---Here are the top 10 American cars of all time---
 Chevrolet Corvette (1953-Present)
In its near six-decade life, there were times the Corvette was an underdog and its demise seemed certain. And let’s be honest, there were a few years that are best forgotten. But today, the C6 especially with the ungodly powerful ZR1 package -- is the most formidable testament to what a domestic car can be. It’s civilized when necessary, untamed when desired. It’s still not perfect, but given its character, you wouldn’t want it to be. This is America’s sports car and by far our ultimate all-time American car.
“Pony car” is a generic term, not exclusive to Ford’s Mustang. It may as well be. It launched the segment and continues to define it. And while Chevy and Dodge directly compete again with pony cars of their own, this all-time American car never quit. We can’t imagine it will anytime soon either. The 2011 lineup of V6, V8 and Shelby models is the best yet, inspiring the same love of driving the original Mustang did in 1964.
Just as it apexed, Chrysler announced the Dodge Viper’s demise. Predictably, it did not go gentle into that good night. It was, after all, a Viper ACR that shattered the single-lap record at Mazda Raceway Laguna Seca at the hands of Chris Winkler. In a recent alignment of planets and a dose of dumb luck, Winkler treated us to a lap of Road America in an ACR. It squelched every criticism we’ve ever had for the Viper, and gave us a newfound respect to miss this all-time American car before it was even gone.
A staple of American car culture from the 1950s and beyond came from a simple formula: a much better design than its granny-like predecessor, coupled with a much-needed motivational boost from an optional new small-block V8. From 1955 through ’57, the everyday Chevy was as cool as the Corvettes of the day. Moreover, the three-year run of this basic design has become highly prized among collectors and revered as an all-time American car yet today.
About the time the real Don Drapers of the world were hitting their stride, Cadillac was in cool control as well, and its “Standard of the World” slogan actually had bite. The Eldorado Convertible stood for look-at-me luxury in excess, even well beyond its glory days and into the ‘70s, when it became a bloated anachronism with a 500 cubic-inch V8. But then, doesn’t faded glory qualify it as an all-time American car?
Saleen’s mid-engined S7 is the President Obama of all-time American cars because it broke barriers with a resounding “yes we can” (and try as some might to prove otherwise, the S7 was American-born also). Offered with naturally aspirated or twin-turbo V8s, the car had the visual punch of European competitors and easily ran with them -- often outrunning them -- on the road and in racing. Yet, it wasn’t desperate for obsessive worship or maintenance like most other supercars. Yes, it did. We wish it still did.
 Mercury Eight (1949-’51)
For most of us, the demise of Mercury is a mixed blessing. Sadly, we’ll no longer get to watch Jill Wagner on the TV ads, but at least there’ll be fewer Grand Marquis on the road to mistake for police cars. But when granddad was your age, things were different. The ’49-’51 Mercury Eight out-cooled anything else on the road. It didn’t hurt that James Dean drove one in Rebel Without a Cause, but the original Lead Sled didn’t need the star power to immortalize it among all-time American cars.

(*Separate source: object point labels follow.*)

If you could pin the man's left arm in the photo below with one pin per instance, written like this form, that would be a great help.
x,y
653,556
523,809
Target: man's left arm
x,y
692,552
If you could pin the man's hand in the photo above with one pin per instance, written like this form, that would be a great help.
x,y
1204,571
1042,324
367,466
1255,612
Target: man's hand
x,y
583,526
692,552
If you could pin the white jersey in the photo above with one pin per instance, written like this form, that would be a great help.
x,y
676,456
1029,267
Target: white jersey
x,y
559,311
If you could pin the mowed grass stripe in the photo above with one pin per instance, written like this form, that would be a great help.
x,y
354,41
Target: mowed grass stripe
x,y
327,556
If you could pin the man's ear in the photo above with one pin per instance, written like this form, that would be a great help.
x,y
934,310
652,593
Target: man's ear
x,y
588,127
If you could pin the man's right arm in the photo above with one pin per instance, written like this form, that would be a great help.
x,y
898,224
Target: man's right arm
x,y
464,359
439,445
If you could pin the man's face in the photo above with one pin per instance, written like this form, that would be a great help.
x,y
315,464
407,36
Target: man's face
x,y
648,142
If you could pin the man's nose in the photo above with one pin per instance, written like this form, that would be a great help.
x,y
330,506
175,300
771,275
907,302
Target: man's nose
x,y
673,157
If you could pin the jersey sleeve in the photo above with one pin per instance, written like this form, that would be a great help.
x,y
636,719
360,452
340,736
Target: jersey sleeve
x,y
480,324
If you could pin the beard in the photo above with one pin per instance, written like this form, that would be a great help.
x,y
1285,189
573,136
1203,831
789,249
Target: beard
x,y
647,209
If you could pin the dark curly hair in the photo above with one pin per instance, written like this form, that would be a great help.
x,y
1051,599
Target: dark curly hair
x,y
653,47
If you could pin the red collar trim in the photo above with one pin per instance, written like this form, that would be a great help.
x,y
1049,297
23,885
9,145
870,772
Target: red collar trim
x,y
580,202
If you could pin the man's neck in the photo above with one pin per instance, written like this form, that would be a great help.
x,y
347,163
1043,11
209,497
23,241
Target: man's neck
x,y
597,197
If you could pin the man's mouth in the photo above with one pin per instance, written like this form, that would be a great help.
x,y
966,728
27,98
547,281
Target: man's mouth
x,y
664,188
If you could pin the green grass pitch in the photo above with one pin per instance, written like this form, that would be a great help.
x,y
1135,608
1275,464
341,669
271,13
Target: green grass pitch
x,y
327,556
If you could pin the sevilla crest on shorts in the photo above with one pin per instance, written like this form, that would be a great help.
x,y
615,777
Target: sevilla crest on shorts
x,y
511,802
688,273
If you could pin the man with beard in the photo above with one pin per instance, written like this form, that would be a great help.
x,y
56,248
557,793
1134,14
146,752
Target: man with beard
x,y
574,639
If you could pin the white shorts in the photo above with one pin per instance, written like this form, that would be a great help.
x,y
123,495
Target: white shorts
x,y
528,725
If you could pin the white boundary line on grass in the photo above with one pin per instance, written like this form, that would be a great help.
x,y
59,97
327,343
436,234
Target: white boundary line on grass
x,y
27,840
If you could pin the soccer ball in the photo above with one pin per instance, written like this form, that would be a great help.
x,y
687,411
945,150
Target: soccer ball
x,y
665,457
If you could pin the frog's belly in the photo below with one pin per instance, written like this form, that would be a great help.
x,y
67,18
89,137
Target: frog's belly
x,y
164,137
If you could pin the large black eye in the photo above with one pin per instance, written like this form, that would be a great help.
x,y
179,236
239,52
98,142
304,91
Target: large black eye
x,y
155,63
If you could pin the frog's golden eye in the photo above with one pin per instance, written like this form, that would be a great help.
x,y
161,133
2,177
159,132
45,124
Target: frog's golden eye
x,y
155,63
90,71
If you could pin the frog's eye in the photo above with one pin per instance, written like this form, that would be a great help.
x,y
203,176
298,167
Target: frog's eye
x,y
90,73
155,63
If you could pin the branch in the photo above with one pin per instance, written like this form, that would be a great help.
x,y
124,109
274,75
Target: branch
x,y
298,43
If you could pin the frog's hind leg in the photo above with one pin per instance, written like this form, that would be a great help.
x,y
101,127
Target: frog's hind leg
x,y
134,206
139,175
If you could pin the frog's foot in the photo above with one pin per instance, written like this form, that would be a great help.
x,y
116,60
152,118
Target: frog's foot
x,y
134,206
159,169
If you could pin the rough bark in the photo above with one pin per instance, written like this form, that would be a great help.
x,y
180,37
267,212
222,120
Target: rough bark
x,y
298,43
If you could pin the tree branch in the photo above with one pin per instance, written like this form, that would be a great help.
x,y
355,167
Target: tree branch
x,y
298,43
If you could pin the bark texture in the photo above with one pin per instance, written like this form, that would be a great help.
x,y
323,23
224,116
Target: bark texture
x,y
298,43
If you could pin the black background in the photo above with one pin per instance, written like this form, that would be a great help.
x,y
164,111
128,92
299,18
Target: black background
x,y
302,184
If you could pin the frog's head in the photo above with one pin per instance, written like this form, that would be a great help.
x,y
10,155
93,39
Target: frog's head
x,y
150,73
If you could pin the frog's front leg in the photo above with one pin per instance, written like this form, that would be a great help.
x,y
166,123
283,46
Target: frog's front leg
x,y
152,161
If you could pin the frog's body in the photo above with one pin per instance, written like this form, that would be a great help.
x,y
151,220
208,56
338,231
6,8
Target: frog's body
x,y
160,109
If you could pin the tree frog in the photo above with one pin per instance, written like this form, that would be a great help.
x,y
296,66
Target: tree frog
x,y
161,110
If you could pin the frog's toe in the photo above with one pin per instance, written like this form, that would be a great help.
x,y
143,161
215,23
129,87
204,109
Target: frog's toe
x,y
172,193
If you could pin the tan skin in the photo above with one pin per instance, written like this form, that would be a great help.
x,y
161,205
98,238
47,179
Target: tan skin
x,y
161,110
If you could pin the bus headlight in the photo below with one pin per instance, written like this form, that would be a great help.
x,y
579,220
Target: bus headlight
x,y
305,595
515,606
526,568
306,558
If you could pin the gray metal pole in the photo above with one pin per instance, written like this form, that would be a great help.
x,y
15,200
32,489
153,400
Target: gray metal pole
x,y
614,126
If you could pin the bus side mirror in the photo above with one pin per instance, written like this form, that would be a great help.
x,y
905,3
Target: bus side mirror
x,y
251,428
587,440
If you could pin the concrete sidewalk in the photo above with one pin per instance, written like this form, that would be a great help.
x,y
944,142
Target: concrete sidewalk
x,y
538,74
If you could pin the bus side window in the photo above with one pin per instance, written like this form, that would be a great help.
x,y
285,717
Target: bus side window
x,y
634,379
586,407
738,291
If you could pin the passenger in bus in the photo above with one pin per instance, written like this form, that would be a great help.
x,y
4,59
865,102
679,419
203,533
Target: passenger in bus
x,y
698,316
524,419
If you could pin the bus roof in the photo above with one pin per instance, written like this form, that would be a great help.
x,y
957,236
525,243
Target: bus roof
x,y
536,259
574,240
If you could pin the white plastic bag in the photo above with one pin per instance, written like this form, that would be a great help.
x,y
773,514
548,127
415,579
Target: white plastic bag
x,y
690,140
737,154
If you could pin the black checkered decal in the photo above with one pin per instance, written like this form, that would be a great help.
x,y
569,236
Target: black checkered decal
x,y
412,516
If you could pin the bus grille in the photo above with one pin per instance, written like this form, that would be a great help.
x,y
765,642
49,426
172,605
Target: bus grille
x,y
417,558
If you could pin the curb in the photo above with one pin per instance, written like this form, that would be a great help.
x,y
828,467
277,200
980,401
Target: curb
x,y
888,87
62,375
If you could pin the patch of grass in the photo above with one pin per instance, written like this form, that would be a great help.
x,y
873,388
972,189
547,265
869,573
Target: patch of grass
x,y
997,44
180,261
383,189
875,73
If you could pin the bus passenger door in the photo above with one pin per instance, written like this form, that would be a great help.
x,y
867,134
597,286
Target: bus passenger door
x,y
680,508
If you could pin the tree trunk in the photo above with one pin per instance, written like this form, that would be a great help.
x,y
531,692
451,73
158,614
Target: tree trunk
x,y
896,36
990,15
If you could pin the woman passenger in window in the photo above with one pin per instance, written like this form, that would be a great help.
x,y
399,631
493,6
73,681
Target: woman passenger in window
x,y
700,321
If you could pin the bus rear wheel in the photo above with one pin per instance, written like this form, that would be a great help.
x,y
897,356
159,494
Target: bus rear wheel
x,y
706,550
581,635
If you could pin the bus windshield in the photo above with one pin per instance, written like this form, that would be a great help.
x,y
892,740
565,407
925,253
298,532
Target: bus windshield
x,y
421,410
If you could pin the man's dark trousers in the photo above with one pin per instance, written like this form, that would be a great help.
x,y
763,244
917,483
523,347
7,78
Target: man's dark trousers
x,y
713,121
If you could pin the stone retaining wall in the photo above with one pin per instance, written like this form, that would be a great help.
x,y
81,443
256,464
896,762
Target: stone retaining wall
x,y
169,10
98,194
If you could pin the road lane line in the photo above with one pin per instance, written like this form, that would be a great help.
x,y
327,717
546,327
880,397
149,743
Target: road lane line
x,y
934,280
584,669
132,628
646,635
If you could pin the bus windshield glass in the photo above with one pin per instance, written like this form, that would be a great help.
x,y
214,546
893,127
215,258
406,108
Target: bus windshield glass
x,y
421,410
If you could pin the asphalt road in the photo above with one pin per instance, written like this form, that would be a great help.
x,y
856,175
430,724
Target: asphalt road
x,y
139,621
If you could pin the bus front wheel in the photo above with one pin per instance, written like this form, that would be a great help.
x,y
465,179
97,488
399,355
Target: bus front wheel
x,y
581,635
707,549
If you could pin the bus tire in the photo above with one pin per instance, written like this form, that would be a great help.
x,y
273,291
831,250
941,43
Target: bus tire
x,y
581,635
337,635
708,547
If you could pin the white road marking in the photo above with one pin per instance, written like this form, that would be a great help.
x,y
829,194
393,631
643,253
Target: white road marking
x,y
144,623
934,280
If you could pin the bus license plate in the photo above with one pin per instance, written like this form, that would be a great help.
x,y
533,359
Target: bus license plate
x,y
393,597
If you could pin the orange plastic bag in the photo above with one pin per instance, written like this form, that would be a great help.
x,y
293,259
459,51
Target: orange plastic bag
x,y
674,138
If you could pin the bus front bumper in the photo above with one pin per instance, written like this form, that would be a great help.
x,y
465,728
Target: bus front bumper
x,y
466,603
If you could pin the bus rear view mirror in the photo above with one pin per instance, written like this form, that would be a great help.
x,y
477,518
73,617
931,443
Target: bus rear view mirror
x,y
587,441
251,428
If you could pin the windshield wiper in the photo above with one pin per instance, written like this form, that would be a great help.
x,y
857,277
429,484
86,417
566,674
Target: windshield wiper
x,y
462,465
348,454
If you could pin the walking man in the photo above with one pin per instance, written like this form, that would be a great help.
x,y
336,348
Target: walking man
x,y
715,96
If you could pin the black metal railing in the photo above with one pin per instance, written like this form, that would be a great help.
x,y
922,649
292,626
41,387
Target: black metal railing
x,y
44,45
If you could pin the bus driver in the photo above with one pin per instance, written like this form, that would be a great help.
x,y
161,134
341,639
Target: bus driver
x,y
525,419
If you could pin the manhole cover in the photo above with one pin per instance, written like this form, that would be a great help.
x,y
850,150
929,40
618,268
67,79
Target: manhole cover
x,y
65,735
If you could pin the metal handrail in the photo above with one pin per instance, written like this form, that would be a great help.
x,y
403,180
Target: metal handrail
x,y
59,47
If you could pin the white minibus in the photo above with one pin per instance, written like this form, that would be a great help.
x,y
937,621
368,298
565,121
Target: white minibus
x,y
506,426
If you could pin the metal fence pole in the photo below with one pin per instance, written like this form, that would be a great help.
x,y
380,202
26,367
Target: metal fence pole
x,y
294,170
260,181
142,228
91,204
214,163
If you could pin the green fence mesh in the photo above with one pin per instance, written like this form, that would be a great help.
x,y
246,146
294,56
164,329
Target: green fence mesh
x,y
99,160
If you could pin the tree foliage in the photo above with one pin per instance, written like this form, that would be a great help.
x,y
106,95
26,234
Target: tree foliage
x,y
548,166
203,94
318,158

 Pontiac Firebird (1967-2002)
Pontiac’s pony-car entry was more than a badge-engineered Chevy Camaro; it had an indelible impact on American pop culture. From prominence in the timelessRockford Files to lowbrow Smokey and The Bandit movies and the kitschy cool original (or is it KITT-schy cool?) Knight Rider, Firebirds were must-drives for decades. And what could’ve been more American than the Screaming Chicken decal that draped Trans Am hoods? Let’s see an oversize Cavallino Rampante get the same effect over the front of a Ferrari.
We could have easily featured a top 10 article of all-time Mopar greats and still had difficulty narrowing them down. But for all those worthy of mention here as all-time American cars, few shout “USA” like the Prowler, the prefab hotrod sold as a Plymouth until the brand’s demise, then as a Chrysler stepchild a bit longer. It was more flash than dash, but at least it was indulgently brash in attitude; something that couldn’t have sat well with management during the Daimler days. We kind of like that.
When you look at the generations collectively, Ford struck out more often with the T-Bird than it connected. But when Ford got it right, a great all-time American car was produced. The original would-be Corvette competitor achieved greater success as a personal luxury cruiser, always looking its best in convertible form. Halle Berry driving one in Die Another Day didn’t hurt the car’s looks either.